ただ前のこともあり、俺には不安があった。
「ところで教官。石を勝手に使ったって、本部から怒られませんかね?」
「確かに普通ならそうだろうが、それも報告書で断っておくので平気だろう。なんたって、あのお方から拝命した特別任務中だ。誰も文句は言わんよ」
なるほど大丈夫そうだと思っていると、槍に使うことになった長三郎は嬉しそうにニヤケている。俺の剣と穂見月の弓には付いてるんだから、たぶんずっと我慢してたんだろうな。
「じゃまするぞ」
障子を開け鴨居を潜る、大きな体が現れた。秋上さんだ。
「同じ宿に泊まっていたんですね?」
「他にこれといった旅籠はないだろう……えっと、お前なんだっけ?」
「中条です」
仲居さんがお客が多いと言っていた理由は分かったけど、名前を覚えてもらえない理由が分からない。
「もうご飯は食べ終わってしまったでチュよ?」
「俺たちももう食ったわ! デブが来たらメシを要求すると思ったら大間違いだぞ!!」
「では何をしにきたでチュか?」
「うむ。お前たちはこれからどうするのかと思ってな」
これに、山中教官がさっきの話をする。
「俺たちは特に情報もないので安来に行こうかと」
「そうか。行くというか、お前は帰るではないかと思うがまあいい。ところでそれなら、俺たちは明日朝一番で淀江に戻るのだが一緒に乗ってくか?」
「いや、それは無理だ。人員輸送車もあるし、積荷が多すぎる」
「まあそうだな。それじゃあ先に戻ることにしよう。今年は雪が少ないから平気だとは思うが気をつけてな」
こうして秋上さんは部屋を出て行く。
いい人なんだけどな。名前さえ覚えてくれれば。
昨日の戦闘の疲れもあり起きるのが遅くなった翌日の朝、もう秋上さんは出発していて会うことはできなかった。
「私たちもちゃっちゃと食べて出発するわよ!」
松下先輩に急かされ準備を終わらせると、人員輸送車に乗り込みまた山中教官の三輪車の後ろについて走り出すのであった。
「ねぇ」
走り出していくらもしないうちに、助手席の松下先輩が振り返る。

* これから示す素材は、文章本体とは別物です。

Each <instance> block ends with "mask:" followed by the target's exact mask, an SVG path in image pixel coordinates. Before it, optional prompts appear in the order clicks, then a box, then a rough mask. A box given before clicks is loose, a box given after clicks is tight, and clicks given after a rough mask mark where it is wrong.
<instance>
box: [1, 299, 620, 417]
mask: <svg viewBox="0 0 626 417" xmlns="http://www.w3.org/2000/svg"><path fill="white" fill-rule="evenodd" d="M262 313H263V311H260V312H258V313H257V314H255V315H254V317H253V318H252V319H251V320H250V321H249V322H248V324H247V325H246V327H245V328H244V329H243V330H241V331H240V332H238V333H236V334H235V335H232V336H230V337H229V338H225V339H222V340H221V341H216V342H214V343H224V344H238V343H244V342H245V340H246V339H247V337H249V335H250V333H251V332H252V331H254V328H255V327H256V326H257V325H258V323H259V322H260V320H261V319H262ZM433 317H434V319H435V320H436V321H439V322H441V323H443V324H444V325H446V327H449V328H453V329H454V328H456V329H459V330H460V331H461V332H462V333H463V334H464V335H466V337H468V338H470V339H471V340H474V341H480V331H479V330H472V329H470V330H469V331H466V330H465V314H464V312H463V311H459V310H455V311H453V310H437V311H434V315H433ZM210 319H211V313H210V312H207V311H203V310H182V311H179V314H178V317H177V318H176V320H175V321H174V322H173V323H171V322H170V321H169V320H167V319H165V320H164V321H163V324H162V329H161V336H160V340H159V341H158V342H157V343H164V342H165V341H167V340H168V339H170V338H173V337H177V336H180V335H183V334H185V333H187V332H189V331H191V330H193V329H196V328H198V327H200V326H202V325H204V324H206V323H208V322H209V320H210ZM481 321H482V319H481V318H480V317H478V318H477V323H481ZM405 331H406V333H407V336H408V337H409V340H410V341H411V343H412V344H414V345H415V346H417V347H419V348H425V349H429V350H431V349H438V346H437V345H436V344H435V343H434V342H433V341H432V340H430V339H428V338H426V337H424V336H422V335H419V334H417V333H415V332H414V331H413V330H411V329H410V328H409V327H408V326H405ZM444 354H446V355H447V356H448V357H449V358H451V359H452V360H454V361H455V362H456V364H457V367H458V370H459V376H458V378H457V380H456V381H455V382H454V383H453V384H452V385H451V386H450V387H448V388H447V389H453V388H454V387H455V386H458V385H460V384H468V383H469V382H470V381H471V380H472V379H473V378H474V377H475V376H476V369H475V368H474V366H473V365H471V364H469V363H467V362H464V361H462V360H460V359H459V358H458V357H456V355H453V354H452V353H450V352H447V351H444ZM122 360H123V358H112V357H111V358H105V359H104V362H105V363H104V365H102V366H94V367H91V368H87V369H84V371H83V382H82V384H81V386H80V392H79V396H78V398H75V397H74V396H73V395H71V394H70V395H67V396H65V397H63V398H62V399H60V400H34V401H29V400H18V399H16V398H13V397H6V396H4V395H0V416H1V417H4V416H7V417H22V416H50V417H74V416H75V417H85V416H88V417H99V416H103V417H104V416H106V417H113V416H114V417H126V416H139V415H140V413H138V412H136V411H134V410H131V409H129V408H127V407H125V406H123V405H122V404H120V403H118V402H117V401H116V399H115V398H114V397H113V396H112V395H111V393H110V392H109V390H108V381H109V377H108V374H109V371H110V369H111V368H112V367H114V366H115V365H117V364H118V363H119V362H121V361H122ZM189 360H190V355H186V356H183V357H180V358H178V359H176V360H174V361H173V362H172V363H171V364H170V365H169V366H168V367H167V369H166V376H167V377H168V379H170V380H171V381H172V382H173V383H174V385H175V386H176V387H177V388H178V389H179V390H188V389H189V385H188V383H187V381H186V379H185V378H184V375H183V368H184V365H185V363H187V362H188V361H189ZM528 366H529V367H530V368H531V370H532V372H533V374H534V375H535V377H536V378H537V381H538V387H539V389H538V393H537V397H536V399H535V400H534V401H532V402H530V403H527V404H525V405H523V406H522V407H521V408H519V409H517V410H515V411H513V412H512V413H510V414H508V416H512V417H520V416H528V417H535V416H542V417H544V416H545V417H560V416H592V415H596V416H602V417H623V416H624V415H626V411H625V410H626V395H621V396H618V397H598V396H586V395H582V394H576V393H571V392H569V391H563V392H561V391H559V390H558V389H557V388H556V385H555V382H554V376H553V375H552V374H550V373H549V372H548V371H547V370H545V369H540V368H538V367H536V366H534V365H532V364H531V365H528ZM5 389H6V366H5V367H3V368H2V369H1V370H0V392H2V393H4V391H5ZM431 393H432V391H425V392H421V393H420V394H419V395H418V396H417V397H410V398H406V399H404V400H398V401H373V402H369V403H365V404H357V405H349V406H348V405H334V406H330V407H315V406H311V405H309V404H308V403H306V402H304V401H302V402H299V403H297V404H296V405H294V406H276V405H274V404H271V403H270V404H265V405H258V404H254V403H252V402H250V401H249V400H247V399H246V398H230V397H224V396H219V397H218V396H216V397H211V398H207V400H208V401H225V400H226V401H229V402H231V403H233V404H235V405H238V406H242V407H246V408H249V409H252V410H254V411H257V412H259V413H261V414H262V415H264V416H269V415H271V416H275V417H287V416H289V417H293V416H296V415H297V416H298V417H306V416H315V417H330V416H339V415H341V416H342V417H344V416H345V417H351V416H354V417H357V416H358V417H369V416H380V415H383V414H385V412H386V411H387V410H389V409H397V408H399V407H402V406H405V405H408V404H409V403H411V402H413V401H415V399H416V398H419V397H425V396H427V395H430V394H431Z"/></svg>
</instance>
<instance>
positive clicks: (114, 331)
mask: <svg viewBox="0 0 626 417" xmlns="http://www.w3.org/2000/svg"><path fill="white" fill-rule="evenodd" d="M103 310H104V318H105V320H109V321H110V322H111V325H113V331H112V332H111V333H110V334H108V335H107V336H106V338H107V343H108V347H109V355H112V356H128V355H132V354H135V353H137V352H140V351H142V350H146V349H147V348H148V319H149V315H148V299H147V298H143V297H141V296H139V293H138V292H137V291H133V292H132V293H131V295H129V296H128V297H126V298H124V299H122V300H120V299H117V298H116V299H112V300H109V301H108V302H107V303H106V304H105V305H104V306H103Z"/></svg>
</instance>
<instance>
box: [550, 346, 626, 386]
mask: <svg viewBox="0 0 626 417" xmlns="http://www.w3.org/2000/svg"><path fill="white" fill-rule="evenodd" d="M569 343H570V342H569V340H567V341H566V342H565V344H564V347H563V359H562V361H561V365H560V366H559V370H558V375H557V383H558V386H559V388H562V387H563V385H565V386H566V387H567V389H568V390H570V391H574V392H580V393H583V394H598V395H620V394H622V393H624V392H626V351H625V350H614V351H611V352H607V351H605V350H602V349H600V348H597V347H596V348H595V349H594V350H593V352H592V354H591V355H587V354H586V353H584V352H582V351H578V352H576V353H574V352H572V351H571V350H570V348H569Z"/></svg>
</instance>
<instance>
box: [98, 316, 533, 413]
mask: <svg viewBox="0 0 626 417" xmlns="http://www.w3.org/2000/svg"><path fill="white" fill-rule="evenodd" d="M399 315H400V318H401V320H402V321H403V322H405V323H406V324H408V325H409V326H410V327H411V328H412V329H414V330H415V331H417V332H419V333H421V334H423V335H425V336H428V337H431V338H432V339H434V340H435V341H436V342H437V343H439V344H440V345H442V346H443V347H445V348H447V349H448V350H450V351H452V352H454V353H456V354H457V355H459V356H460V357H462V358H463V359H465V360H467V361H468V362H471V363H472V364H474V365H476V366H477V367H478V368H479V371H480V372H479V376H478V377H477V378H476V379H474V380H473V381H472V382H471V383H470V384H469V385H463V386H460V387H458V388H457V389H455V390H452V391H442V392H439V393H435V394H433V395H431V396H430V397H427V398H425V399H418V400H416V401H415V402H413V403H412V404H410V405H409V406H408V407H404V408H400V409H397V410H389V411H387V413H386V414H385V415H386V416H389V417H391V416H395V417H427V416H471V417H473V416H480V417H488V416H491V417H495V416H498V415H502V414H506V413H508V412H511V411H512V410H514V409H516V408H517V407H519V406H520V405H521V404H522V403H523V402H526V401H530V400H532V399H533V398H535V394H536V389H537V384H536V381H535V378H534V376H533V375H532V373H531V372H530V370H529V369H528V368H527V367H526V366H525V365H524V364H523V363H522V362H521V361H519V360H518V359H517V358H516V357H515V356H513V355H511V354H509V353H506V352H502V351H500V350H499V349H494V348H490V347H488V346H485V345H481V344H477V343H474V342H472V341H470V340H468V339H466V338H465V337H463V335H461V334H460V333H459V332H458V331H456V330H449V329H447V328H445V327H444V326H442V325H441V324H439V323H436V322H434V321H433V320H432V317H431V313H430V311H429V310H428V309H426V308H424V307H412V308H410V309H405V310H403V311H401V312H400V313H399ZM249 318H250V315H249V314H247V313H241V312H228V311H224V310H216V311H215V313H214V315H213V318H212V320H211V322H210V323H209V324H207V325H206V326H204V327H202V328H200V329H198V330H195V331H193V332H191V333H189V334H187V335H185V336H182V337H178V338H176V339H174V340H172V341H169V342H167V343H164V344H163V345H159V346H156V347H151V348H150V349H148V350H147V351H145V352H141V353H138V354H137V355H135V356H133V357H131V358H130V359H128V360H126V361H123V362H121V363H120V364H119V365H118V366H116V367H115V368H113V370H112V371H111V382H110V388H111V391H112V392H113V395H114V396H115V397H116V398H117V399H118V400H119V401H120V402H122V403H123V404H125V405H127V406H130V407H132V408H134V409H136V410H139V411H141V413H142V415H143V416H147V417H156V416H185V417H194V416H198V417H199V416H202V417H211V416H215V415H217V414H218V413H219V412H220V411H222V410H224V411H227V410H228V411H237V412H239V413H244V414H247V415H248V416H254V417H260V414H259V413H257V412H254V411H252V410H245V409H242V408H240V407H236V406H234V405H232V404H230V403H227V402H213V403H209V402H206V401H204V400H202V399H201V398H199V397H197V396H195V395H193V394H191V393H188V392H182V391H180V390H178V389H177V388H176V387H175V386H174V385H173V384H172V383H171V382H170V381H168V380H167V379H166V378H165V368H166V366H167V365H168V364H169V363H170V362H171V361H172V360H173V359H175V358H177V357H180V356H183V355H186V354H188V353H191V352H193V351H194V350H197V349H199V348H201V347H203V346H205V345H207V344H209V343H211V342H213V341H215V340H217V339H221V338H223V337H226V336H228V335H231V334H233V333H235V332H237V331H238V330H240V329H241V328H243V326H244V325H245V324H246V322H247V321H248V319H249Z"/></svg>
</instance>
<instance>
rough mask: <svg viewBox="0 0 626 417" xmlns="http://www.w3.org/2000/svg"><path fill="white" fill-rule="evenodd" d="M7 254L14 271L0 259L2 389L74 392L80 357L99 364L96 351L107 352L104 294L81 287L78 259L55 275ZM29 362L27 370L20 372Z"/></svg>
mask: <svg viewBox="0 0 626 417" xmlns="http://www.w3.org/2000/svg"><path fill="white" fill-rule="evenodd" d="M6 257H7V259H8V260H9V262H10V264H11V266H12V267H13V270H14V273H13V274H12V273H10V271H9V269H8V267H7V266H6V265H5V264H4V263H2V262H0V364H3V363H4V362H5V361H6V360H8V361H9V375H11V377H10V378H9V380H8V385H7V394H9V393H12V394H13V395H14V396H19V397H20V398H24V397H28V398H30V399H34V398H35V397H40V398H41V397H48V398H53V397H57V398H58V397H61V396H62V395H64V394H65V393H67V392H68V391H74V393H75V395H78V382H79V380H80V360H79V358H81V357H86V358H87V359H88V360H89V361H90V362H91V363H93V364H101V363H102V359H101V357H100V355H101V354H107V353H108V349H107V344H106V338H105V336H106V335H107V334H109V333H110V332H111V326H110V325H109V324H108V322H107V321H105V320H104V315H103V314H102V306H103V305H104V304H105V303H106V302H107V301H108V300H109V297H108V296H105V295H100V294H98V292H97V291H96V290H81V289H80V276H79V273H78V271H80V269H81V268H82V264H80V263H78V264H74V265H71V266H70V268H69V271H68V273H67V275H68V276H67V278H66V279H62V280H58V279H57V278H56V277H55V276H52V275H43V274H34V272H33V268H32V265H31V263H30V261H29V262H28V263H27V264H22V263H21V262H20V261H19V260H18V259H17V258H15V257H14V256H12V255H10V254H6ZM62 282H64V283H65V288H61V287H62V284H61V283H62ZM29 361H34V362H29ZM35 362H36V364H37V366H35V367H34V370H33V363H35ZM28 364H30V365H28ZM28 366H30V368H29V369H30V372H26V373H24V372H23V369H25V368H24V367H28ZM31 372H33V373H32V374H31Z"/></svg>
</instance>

さっきと違い声に張りがない。
「臭わない?」
「そりゃ、魚運びましたからね」
俺は当然と思い答えるのだが、
「でもさ、昨日旅籠まで移動した時は気にならなかったんだよね」
スンスン! スンスン!
「どうした長三郎? お前なのか?」
「いや、俺じゃないぞ隼人。そうだ! 亀をぐりぐりした堀田先輩の刀じゃないですかね?」
「いやいや。俺はちゃんと相棒の手入れはしているからさ」
あれと、俺は疑問に思う。
「相棒ですか? 前は彼女って言ってませんでしたっけ?」
「うわ! 気持ち悪!」
「…………」
松下先輩の明らかな引きに、堀田先輩は真っ直ぐ前を見たままだ。
「どっちにしても借り物なのにねー」
とどめに同意を求めないで欲しい。
こんな感じでもうすぐ舞鶴なのだが、天候が変わりやすい丹後半島へは行かず少し戻って福知山経由で安来に向うとの話であった。